Search code examples
data-structuresprogramming-languagesdeclarative

Generic Data Structure Description Language


I am wondering whether there exists any declarative language for arbitrarily describing the format and semantics of a data structure, that can be compiled to a specific implementation of that structure in any of a set of target languages. That is, something like a generic data definition language but geared toward describing arbitrary data structures such as vectors, lists, trees, etc., and the semantics of operations on those structures. I ask because I had an idea for a feasible implementation of this concept, and I'm just wondering whether it's worth it, and, consequently, whether it's been done before.

Another, slightly more abstract question: is there any real difference between the normative specification of a data structure (what it does) and its implementation (how it does it)? More specifically, should separate implementations of the same requirements be considered different structures?


Solution

  • Cozy is “a tool that synthesizes data structure implementations from very high-level specifications” and seems to be essentially the language I was actually looking for (or considering writing) when I asked this question.

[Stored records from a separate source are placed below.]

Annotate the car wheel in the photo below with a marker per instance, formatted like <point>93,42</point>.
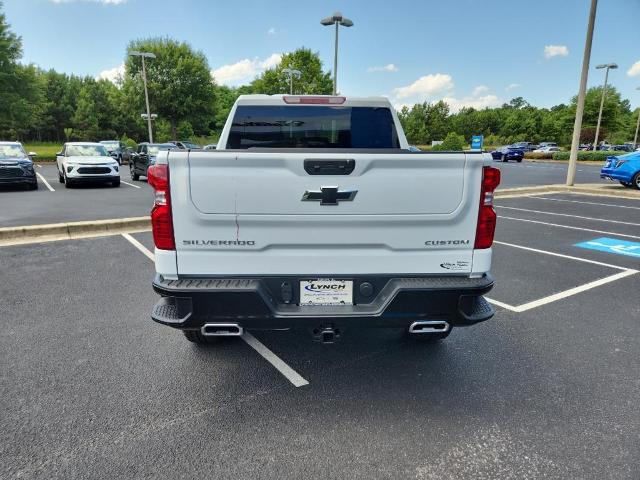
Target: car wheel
<point>195,336</point>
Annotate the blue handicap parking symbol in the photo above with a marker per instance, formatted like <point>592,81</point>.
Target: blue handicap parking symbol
<point>612,245</point>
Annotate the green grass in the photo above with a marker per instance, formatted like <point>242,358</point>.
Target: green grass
<point>46,151</point>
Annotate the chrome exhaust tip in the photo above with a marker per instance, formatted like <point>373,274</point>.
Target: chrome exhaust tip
<point>429,326</point>
<point>222,330</point>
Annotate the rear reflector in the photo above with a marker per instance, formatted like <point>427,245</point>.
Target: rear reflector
<point>307,100</point>
<point>161,221</point>
<point>486,227</point>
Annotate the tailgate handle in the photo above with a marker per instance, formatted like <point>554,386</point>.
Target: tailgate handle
<point>329,167</point>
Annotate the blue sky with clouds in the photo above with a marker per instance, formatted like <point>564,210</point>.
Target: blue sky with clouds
<point>469,52</point>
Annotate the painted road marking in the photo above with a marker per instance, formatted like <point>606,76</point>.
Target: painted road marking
<point>274,360</point>
<point>561,255</point>
<point>612,245</point>
<point>565,293</point>
<point>586,203</point>
<point>571,227</point>
<point>45,182</point>
<point>294,377</point>
<point>140,247</point>
<point>572,216</point>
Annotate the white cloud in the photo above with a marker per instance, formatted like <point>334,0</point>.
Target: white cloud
<point>551,51</point>
<point>387,68</point>
<point>425,87</point>
<point>104,2</point>
<point>114,75</point>
<point>244,70</point>
<point>634,71</point>
<point>479,90</point>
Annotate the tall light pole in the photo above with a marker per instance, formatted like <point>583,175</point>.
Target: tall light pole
<point>577,125</point>
<point>635,137</point>
<point>608,66</point>
<point>292,73</point>
<point>144,55</point>
<point>336,19</point>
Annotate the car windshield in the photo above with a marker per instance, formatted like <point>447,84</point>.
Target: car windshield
<point>12,151</point>
<point>266,126</point>
<point>86,151</point>
<point>154,149</point>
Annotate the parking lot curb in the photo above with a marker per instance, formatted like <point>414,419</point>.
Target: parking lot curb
<point>587,189</point>
<point>71,230</point>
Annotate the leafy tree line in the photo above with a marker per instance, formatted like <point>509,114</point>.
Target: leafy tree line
<point>52,106</point>
<point>520,121</point>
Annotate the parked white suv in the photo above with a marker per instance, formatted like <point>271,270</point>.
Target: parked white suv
<point>83,162</point>
<point>315,213</point>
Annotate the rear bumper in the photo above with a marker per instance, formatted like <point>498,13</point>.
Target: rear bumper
<point>256,303</point>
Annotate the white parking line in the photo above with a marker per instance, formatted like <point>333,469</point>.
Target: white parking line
<point>567,215</point>
<point>45,182</point>
<point>570,227</point>
<point>561,255</point>
<point>140,247</point>
<point>585,203</point>
<point>565,293</point>
<point>291,375</point>
<point>274,360</point>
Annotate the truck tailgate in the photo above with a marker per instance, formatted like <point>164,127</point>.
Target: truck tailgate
<point>244,213</point>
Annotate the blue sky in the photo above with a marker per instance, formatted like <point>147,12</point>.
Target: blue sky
<point>469,52</point>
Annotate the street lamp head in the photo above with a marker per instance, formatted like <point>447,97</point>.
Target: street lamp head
<point>337,18</point>
<point>135,53</point>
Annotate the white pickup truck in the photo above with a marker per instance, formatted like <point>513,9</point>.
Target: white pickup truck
<point>314,212</point>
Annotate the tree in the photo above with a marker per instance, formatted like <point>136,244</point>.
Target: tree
<point>179,83</point>
<point>313,80</point>
<point>20,91</point>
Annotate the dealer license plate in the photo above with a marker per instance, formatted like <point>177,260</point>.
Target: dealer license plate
<point>325,291</point>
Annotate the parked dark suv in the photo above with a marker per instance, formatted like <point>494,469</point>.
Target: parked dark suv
<point>508,153</point>
<point>116,149</point>
<point>144,157</point>
<point>16,167</point>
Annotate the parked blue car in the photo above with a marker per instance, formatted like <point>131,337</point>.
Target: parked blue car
<point>625,169</point>
<point>508,153</point>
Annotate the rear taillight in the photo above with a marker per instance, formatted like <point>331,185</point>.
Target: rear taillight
<point>161,222</point>
<point>310,100</point>
<point>487,215</point>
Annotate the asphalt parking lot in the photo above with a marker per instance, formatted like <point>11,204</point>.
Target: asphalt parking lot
<point>134,198</point>
<point>549,388</point>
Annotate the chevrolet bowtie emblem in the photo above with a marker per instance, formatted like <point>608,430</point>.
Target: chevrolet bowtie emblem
<point>329,195</point>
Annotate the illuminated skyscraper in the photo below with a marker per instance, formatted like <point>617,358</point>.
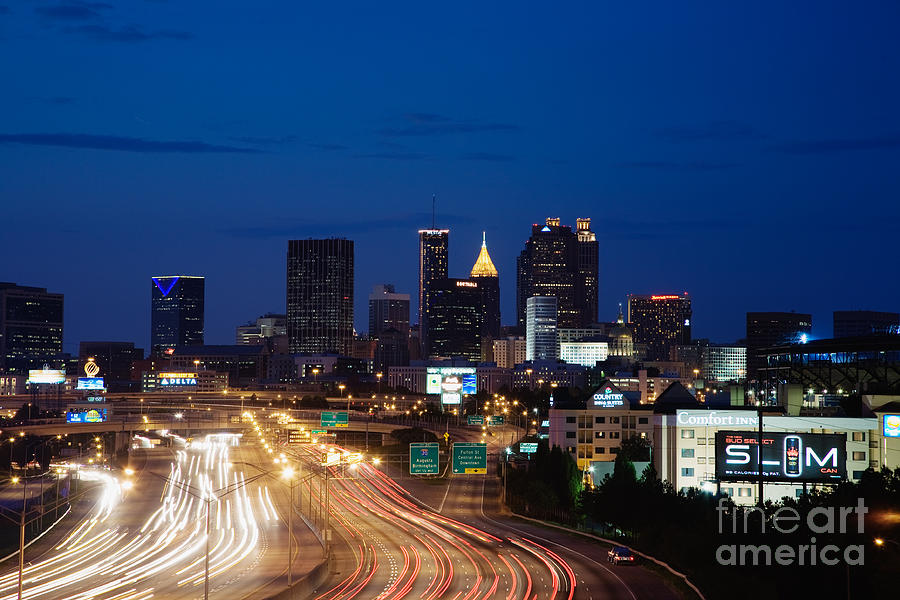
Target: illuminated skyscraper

    It can automatically generate an implementation (in Java or C++, at the time of this writing) from a data structure specification written in its proprietary language. A specification describes the abstract state, update operations, and query operations of a data structure, as well as invariants that must be maintained and assumptions that can be used by the solver to optimise the implementation. For example, here is a partial specification for a graph data structure:

    Graph:
        handletype Node = { id : Int }
        handletype Edge = { src : Int, dst : Int }
    
        state nodes : Bag<Node>
        state edges : Bag<Edge>
    
        // Invariant: disallow self-edges.
        invariant (sum [ 1 | e <- edges, e.val.src == e.val.dst ]) == 0;
    
        op addNode(n : Node)
            nodes.add(n);
    
        op addEdge(e : Edge)
            assume e.val.src != e.val.dst;
            edges.add(e);
    
        query out_degree(nodeId : Int)
            sum [ 1 | e <- edges, e.val.src == nodeId ]
    
        // …
    

    Its implementation is described in Fast Synthesis of Fast Collections and Generalized Data Structure Synthesis by Calvin Loncaric, Emina Torlak, and Michael D. Ernst.